CONFIG_MODULE_SIG_FORMAT=y
CONFIG_MODULE_SIG=y
CONFIG_MODULE_SIG_FORCE=y
CONFIG_MODULE_SIG_ALL=y
CONFIG_MODULE_SIG_SHA1=y
# CONFIG_MODULE_SIG_SHA224 is not set
# CONFIG_MODULE_SIG_SHA256 is not set
# CONFIG_MODULE_SIG_SHA384 is not set
# CONFIG_MODULE_SIG_SHA512 is not set
CONFIG_MODULE_SIG_HASH="sha1"
CONFIG_IMA_APPRAISE_REQUIRE_MODULE_SIGS=y
CONFIG_MODULE_SIG_KEY="certs/signing_key.pem"

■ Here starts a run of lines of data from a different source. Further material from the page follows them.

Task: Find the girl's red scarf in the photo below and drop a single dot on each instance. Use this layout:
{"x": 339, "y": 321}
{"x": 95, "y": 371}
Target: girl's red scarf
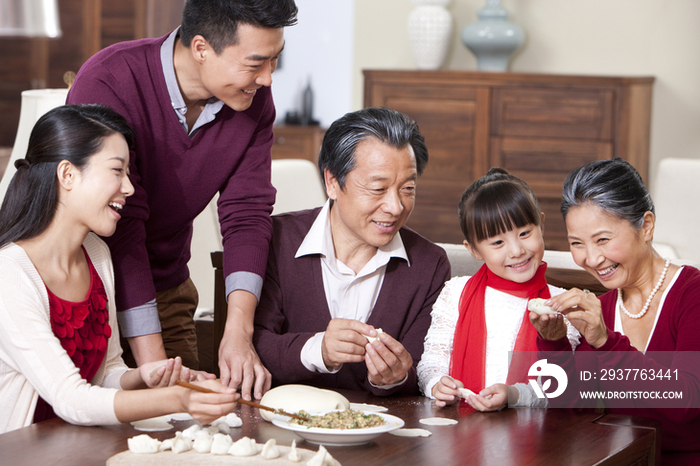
{"x": 468, "y": 362}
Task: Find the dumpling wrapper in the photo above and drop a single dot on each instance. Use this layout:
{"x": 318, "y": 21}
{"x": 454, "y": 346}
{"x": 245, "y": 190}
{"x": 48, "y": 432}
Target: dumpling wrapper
{"x": 372, "y": 339}
{"x": 322, "y": 458}
{"x": 293, "y": 398}
{"x": 153, "y": 424}
{"x": 181, "y": 443}
{"x": 231, "y": 420}
{"x": 538, "y": 306}
{"x": 202, "y": 442}
{"x": 411, "y": 433}
{"x": 143, "y": 444}
{"x": 294, "y": 455}
{"x": 244, "y": 447}
{"x": 270, "y": 450}
{"x": 438, "y": 421}
{"x": 220, "y": 444}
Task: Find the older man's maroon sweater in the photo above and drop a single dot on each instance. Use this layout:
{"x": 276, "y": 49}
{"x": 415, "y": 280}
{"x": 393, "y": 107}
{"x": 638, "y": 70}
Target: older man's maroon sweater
{"x": 293, "y": 306}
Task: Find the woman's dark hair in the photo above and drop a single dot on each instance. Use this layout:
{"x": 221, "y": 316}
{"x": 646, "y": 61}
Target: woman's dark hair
{"x": 496, "y": 203}
{"x": 218, "y": 20}
{"x": 612, "y": 185}
{"x": 387, "y": 126}
{"x": 70, "y": 132}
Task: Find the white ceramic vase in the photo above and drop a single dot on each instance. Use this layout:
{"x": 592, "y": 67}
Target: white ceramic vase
{"x": 430, "y": 31}
{"x": 493, "y": 39}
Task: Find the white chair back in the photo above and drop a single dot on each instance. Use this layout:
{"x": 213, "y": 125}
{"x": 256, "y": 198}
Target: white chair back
{"x": 298, "y": 184}
{"x": 677, "y": 202}
{"x": 35, "y": 103}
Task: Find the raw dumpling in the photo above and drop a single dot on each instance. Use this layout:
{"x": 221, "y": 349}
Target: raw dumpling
{"x": 372, "y": 339}
{"x": 293, "y": 398}
{"x": 202, "y": 442}
{"x": 231, "y": 420}
{"x": 192, "y": 431}
{"x": 538, "y": 305}
{"x": 181, "y": 443}
{"x": 244, "y": 447}
{"x": 293, "y": 453}
{"x": 166, "y": 444}
{"x": 270, "y": 450}
{"x": 143, "y": 444}
{"x": 220, "y": 444}
{"x": 322, "y": 458}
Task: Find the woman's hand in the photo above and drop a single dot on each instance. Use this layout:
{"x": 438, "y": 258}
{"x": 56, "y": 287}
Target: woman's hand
{"x": 446, "y": 391}
{"x": 207, "y": 407}
{"x": 583, "y": 309}
{"x": 490, "y": 398}
{"x": 549, "y": 326}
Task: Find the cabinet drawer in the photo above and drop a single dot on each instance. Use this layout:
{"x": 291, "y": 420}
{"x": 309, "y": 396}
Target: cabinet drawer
{"x": 577, "y": 112}
{"x": 297, "y": 142}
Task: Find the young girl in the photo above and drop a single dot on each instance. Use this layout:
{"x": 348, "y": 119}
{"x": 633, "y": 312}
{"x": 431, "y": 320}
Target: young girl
{"x": 477, "y": 320}
{"x": 59, "y": 341}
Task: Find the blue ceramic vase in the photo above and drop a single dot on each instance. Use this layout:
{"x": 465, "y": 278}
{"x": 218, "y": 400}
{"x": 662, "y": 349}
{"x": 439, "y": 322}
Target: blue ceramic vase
{"x": 493, "y": 39}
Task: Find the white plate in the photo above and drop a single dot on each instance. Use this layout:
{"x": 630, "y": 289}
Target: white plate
{"x": 340, "y": 437}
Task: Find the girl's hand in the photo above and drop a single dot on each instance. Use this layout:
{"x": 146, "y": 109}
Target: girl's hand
{"x": 583, "y": 309}
{"x": 164, "y": 373}
{"x": 207, "y": 407}
{"x": 490, "y": 398}
{"x": 446, "y": 391}
{"x": 549, "y": 326}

What i *expected* was that multiple builds with different O= would each
generate themselves a unique signing key and put it in their own O= directory
and stay out of each other's way.

What actually happened:

  EXTRACT_CERTS   /usr/src/linux-next/"certs/signing_key.pem"
At main.c:142:
- SSL error:0200100D:system library:fopen:Permission denied: ../crypto/bio/bss_file.c:69
- SSL error:2006D002:BIO routines:BIO_new_file:system lib: ../crypto/bio/bss_file.c:78
extract-cert: /usr/src/linux-next/certs/signing_key.pem: Permission denied
make[2]: *** [/usr/src/linux-next/certs/Makefile:106: certs/signing_key.x509] Error 1
make[1]: *** [/usr/src/linux-next/Makefile:1847: certs] Error 2
make[1]: Leaving directory '/usr/src/linux-next/out/arm64'
make: *** [Makefile:215: __sub-make] Error 2

It tried to put the key into the source tree rather than the build tree.

Before I try to code up a fix for this, is this intentionally designed
behavior, or have I just managed to trip over a rarely-tested corner case?